Gus Purvey, Wallace Grierson und Fred Collins standen im Kreis beieinander, doch Carmine hatte keine Probleme, die Formation aufzulösen. Inzwischen hatte er Desdemona wieder bei sich. Purvey war allein gekommen, und Collins wurde von seiner zwanzigjährigen Frau, Candy, begleitet. Griersons Frau Margaret, eine weitere hochgewachsene Dame, wirkte unendlich gelangweilt, als die Delmonicos sich zu ihnen gesellten, und beschlagnahmte Desdemona sogleich. Die beiden stellten sich ein wenig abseits und begannen eine angeregte Unterhaltung.
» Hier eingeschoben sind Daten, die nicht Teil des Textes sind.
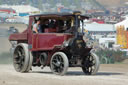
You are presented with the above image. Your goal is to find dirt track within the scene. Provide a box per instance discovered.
[0,64,128,85]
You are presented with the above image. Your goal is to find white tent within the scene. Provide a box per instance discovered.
[0,5,40,13]
[115,17,128,29]
[84,23,115,31]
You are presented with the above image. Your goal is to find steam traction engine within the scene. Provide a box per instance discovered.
[9,12,99,75]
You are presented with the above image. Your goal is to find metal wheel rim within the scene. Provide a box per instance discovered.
[13,46,25,71]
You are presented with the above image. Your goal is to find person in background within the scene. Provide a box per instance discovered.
[33,19,41,33]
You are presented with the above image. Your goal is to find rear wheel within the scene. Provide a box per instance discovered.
[82,52,100,75]
[13,43,33,72]
[50,52,69,76]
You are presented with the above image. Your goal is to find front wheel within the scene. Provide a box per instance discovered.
[82,52,100,75]
[13,43,33,72]
[50,52,69,76]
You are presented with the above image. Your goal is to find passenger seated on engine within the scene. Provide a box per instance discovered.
[32,19,41,33]
[41,19,49,32]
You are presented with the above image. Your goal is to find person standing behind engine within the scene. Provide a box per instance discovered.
[33,19,41,33]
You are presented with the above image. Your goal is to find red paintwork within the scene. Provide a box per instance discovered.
[31,33,71,51]
[9,17,72,51]
[45,28,56,33]
[9,33,27,41]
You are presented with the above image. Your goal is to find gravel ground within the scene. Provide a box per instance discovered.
[0,64,128,85]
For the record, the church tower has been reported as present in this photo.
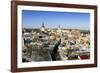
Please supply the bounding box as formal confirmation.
[41,22,45,31]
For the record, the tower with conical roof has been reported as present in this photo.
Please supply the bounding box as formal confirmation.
[41,22,45,31]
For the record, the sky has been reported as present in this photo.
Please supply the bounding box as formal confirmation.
[22,10,90,30]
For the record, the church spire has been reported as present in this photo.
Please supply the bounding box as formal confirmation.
[42,22,45,28]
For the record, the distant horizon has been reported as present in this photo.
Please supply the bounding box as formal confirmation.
[22,10,90,30]
[23,28,90,31]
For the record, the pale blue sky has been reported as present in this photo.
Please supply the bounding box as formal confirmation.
[22,10,90,30]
»Ihre Frau hat wirklich Klasse«, sagte Grierson zu Carmine. »War sie – oder ist sie – vielleicht auch ein Detective?«
»Nein, sie war Krankenhaus-Managerin«, sagte Carmine. »Krankenhäuser werden heutzutage wie Firmen geführt.«
»Sehr bedauerlich. Gesundheit ist keine Handelsware, es ist ein Zustand.«
»Wir sollten sie in den Vorstand des Chubb-Holloman Hospitals befördern.«
»Meinetwegen gern.«
»Ich beneide jede Frau mit einer Karriere«, sagte Candy mit einem Seufzer.
»Dann machen Sie doch auch eine«, schlug Grierson freundlich vor.
»Du hast deine Karriere«, blaffte Collins. »Hausfrau und Mutter.«
Purvey lachte. »Du bist nur sauer, weil du auf den letzten Metern doch noch geschlagen worden bist, von einer alten grauen Mähre«, sagte er. »Grau steht unserer Erica gut. Aber, Kopf hoch, Fred. Vielleicht ist das Rennen ja noch nicht vorbei.«
»Für mich ist es das. Und für dich auch. Und für Phil. Natürlich nicht für unseren guten alten Wallace hier. Er wird überleben«, sagte Collins.
»Sie meinen, Sie werden sich alle draußen im eiskalten Schnee wiederfinden?«, meinte Carmine.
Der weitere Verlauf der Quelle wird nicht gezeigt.